PositiveT3 years ago

Hi Zeberdee1. I am very sorry to hear you are having these side effects. I have just been told to stop taking Hydroxychlorquine. I had been on 200mg once a day for two weeks and have had major skin reaction rash all over and terribly itchy. Now on anthistimines to fight it off. Speak to your rheumatology team asap they will advise you.

In the meantime be kind to yourself and remember you are only human and we all feel a bit off now and again.

Take care. 🌻

Spanielmadlady3 years ago

Hi Zeb...glad biopsy is over and done with.my side effects from hydroxchloroquine lasted a month ....bad head, nausea etc that was 2 1/2 years ago.i cant say it affected my mood.youve got alot going on at the minute so as PT said be kind to yourself but if you are concerned contact rheumy nurse. Big gentle hug xxxx🤗

CecilyParsley3 years ago

Bless you, right now you are dealing with a lot. Hydroxy can cause headaches and nausea but it soon wears off. With me it was about four weeks before it completely went. The benefits for me were worth persevering. The biggest benefit was an easing of the crippling fatigue. You have every right to feel fed up because you have been through an ordeal. If you are concerned call your Rheumatologist and discuss things. Huge Cwtches xxx

Chanpreet_WaliaLUPUS UK3 years ago

Hi Zeberdee1,

I'm sorry to hear about how you've been feeling, would you like someone to speak to?

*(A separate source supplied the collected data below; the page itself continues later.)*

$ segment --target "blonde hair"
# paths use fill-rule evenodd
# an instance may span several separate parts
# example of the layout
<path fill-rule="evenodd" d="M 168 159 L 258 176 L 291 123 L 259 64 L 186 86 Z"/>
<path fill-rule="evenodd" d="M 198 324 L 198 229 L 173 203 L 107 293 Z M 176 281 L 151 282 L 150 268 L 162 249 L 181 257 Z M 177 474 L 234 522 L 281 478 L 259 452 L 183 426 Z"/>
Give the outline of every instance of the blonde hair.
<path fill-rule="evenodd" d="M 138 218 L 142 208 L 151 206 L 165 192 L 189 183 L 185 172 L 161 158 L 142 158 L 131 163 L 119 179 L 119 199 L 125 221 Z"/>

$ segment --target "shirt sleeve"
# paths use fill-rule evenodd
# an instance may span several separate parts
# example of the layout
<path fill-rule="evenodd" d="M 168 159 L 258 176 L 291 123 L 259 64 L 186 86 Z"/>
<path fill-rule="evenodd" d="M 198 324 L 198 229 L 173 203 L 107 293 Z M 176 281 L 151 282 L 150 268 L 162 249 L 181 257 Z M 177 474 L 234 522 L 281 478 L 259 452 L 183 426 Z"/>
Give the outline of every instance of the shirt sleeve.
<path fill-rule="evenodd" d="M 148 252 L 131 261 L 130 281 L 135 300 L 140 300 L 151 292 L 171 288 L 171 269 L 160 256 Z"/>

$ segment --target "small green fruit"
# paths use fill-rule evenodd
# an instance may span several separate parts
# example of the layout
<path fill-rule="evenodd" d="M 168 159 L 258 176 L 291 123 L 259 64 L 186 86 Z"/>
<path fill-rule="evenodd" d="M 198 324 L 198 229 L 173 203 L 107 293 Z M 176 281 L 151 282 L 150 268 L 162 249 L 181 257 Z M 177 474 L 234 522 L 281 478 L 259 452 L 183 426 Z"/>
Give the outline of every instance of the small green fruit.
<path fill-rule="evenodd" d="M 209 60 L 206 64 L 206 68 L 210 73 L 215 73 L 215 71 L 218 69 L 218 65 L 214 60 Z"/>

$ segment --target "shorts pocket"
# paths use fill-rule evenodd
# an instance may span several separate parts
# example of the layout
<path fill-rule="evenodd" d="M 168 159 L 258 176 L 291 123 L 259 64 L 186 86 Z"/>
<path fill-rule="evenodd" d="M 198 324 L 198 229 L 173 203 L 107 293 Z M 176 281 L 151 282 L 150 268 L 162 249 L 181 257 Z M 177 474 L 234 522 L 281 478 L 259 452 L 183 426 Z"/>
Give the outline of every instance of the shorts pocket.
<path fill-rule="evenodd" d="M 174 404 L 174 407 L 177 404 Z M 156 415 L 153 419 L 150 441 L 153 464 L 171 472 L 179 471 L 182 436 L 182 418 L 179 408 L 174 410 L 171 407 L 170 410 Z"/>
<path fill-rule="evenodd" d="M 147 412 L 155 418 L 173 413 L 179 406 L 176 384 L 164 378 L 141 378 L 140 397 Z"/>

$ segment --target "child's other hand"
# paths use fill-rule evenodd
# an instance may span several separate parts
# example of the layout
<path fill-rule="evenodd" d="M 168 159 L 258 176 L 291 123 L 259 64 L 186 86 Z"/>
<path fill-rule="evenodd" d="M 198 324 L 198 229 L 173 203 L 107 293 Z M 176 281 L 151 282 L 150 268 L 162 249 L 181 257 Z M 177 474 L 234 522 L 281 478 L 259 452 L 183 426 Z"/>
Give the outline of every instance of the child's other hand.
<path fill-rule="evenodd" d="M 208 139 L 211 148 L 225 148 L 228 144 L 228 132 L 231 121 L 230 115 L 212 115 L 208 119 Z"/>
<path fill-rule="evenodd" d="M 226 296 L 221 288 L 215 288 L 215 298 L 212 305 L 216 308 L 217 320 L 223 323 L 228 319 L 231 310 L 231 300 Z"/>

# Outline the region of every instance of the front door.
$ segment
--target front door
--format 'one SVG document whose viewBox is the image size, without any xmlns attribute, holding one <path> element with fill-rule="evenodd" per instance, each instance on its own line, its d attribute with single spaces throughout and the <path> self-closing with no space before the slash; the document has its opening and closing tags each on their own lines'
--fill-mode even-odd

We can provide you with LUPUS UK contacts who you can chat with over the telephone. These contacts are volunteers who mostly have lupus themselves; they are not medically trained but are there to offer support and understanding. If you would like a contact to speak to, you can request details of your local Contact at lupusuk.org.uk/contacts/

Common symptoms associated with hydroxychloroquine are stomach upset and nausea. According to The Lupus Encyclopedia, stomach upset goes away when hydroxychloroquine is taken at a lower dose. You must not lower the dosage without advice from your doctor.

You may wish to read our blog article on coping with hair loss at lupusuk.org.uk/coping-with-....

Best wishes,

Chanpreet 💜

Zeberdee1• in reply toChanpreet_Walia3 years ago

Thank you Chanpreet. I'm feeling more upbeat and given my head a wobble think I was feeling very overwhelmed with everything happening and trying to adjust to my new life. Good to know there are people you can speak to if you need to as well as all you lovely people on here so thank you xx

Reply (2)Report

Paprika603 years ago

I had years of stomach upset and etc. (on and off) including balance issue and foggy brain and recently changed the brand to Zentiva and it has made a difference. It seems the fillers do make a difference. So please look into it.I do not like Hydroxy but it seems doctors are less keen to change to something else unless there is toxic side effect on your eyes. Please make sure to have your eyes checked every 6 months. I think Lupus site has lots of info. on Hydroxy. Best wishes!

Rosiaz3 years ago

Although I have been on hydroxychloroquine for years and have had many unpleasant symptoms from nausea , gastric problems , headaches , to joint and muscle aches and pain , etc I have put them down to lupus itself along with ulcers, butterfly rash , and frequent exhaustion . All fluctuate lasting anything from a few days to several weeks. I think of them as making up current flare .

And , yes , it can mean being really low emotionally.and weary of a struggle.

Do call your lupus nurse when you feel.you need to.

Best wishes and may you have encouragement.

LotiRamjet3 years ago

I am having the worst side effects from hydroxy. I’ve been on it for 3 months. I do feel much better physically, but I am very depressed since I started it as well. It goes beyond depression actually, I’ve been crying for three days straight and have started wanting it all to end. (I have a shrink and I am fine - just frustrated.) I read that depression isn’t a side effect, and then I saw studies which were done since covid hit that say it causes depression and suicidal ideation - more in women. Apparently it is a rare side effect that happens to people who have drug induced Lupus more. I have no idea if this is all correct but clearly more study needs to happen if I am to take a drug from 1940 (sarcasm - this is all we have?). This is the only new drug I have started lately, but if it is going to do this to me, I just can’t take it, but I can’t not take it. Dilemma!